The Croatian nationalists don’t want this building to be recognised as a place where torture and beatings were carried out.
We built two monuments and they destroyed both. Now we have a mobile monument that we bring for ceremonies.
It’s a shame that this history is still being ignored.”
***
Throughout my travels with Smajo in Bosnia, the intimacy of the crimes committed here has been their most shocking aspect.
This wasn’t Britain’s experience of war: planes flown by faceless men from far away, dropping bombs from great heights.
In Bosnia, war was personal.
Men looked into the eyes of men they had grown up with as they were beaten, burned and humiliated.
Women were raped by men they had played with as children.

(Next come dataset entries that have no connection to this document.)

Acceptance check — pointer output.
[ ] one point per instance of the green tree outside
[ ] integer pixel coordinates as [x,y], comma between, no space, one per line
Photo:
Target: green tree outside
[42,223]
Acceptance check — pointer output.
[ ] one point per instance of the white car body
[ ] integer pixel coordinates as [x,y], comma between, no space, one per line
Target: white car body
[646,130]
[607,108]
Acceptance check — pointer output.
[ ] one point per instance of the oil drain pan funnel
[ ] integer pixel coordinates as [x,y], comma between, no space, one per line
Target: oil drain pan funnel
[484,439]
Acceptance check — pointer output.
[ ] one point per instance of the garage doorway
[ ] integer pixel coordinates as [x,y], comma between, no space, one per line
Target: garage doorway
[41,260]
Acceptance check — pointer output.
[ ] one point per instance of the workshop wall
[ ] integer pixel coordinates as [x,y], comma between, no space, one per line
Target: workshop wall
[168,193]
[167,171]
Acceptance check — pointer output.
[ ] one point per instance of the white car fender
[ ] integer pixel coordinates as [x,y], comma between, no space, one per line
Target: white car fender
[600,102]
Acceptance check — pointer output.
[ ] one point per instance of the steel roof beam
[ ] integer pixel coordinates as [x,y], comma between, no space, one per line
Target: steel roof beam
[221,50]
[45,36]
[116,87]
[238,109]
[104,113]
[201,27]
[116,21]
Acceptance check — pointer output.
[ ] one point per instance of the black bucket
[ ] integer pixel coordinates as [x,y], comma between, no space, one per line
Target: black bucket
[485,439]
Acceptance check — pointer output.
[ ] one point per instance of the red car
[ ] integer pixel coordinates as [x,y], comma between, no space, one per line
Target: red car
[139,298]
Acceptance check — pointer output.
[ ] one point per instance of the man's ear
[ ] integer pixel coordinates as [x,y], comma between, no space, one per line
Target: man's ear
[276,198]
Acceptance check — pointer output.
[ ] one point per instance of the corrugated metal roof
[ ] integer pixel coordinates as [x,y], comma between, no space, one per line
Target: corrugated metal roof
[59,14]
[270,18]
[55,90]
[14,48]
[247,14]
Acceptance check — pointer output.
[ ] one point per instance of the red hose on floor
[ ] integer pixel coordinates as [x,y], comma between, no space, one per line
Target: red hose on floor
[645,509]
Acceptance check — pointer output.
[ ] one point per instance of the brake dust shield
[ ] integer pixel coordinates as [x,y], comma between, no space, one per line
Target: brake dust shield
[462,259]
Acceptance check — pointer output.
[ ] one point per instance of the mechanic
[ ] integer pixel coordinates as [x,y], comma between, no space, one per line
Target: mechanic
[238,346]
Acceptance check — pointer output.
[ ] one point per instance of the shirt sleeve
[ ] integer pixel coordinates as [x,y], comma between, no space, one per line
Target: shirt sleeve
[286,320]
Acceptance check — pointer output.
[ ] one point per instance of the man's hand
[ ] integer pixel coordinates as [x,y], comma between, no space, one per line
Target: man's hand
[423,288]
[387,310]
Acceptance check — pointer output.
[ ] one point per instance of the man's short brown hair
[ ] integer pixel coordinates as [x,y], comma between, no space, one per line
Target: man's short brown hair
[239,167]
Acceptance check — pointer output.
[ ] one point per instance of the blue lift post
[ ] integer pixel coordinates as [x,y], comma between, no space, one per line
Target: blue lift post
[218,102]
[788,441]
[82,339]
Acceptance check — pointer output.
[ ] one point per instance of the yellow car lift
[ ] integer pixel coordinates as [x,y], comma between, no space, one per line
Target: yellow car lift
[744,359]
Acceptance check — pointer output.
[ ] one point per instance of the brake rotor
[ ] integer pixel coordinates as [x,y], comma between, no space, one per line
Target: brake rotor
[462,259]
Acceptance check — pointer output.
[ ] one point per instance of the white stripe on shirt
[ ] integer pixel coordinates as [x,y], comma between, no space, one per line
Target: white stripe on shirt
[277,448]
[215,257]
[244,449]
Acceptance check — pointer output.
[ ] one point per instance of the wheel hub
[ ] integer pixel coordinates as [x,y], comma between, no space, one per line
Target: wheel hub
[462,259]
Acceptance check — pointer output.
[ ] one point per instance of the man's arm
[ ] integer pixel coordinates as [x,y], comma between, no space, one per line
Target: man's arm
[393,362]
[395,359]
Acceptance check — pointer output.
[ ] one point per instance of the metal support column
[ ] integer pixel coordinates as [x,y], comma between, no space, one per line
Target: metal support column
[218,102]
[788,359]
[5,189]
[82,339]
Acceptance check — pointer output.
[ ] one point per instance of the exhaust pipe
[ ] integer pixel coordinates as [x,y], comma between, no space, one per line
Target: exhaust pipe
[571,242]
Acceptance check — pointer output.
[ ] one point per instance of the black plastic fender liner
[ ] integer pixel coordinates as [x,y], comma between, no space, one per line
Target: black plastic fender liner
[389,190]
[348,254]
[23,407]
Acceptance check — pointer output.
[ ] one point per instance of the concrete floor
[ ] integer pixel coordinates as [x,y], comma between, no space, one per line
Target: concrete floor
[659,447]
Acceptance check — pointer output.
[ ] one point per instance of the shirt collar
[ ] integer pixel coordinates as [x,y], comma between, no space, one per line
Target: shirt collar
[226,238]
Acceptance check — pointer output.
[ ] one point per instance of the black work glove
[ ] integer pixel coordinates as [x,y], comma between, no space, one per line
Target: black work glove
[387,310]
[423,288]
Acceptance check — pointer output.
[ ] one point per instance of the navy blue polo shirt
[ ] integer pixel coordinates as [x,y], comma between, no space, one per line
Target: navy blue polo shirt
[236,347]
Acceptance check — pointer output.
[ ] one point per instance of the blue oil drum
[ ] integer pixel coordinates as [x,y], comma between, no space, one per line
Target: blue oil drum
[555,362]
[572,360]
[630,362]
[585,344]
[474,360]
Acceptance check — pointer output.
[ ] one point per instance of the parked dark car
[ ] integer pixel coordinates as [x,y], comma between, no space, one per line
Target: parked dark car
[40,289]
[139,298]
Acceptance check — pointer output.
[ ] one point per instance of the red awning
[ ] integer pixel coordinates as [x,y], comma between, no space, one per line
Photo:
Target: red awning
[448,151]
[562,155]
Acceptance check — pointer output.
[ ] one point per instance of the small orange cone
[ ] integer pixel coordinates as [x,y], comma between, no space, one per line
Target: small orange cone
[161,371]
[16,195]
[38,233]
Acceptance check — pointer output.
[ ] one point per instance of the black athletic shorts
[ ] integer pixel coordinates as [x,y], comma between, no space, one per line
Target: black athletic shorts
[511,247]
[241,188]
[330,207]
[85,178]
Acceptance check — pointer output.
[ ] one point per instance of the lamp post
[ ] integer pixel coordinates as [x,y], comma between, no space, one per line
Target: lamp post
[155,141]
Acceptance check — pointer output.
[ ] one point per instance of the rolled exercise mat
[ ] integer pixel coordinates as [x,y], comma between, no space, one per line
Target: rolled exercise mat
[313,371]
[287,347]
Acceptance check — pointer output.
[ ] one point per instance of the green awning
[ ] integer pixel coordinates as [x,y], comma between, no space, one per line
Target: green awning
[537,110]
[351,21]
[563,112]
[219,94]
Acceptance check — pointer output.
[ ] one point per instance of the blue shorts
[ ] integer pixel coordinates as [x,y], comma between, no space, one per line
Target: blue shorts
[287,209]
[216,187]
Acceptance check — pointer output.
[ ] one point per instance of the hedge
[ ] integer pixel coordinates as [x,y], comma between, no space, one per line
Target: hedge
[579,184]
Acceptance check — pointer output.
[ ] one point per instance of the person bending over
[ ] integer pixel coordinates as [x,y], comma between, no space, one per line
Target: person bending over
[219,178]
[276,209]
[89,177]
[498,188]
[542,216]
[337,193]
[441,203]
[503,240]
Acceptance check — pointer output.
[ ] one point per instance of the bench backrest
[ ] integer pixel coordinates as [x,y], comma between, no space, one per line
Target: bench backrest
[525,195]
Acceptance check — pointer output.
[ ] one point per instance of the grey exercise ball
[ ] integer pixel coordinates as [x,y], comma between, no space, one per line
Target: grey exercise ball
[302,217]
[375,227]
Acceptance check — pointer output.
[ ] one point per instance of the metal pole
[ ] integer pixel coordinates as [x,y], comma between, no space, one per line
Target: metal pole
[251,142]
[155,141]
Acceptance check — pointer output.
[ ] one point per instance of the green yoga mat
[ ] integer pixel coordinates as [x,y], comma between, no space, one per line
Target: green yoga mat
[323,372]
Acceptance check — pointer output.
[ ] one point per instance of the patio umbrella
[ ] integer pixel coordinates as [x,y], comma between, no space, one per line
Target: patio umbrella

War crimes were perpetrated in small rooms by half a dozen men who knew the names, the histories and the families of their victims.
As if to emphasise the interconnectedness of the people who experienced these things, Smajo discovers that Amer Dulic’s grandmother was the sister of Smajo’s grandmother.
Sometimes, this feels like a war committed not between nation states, but within a family.
There has been no meaningful resolution here. The pain is omnipresent, almost always unspoken, bubbling under the surface. It feels as if people are crouched in anticipation, still frozen in a point in time 25 years ago.
Perpetrators still walk freely among their victims, the powerful still seek to deny what happened.
After visiting the bone hospital, it feels difficult to be optimistic for Bosnia.
The physical fighting has stopped but beneath the surface it seems that so many people here are still fighting for justice and recognition.
Bosnia is no longer a country at war, but after listening to the account of Amer Dulic I’m not sure it can properly be called a country at peace either.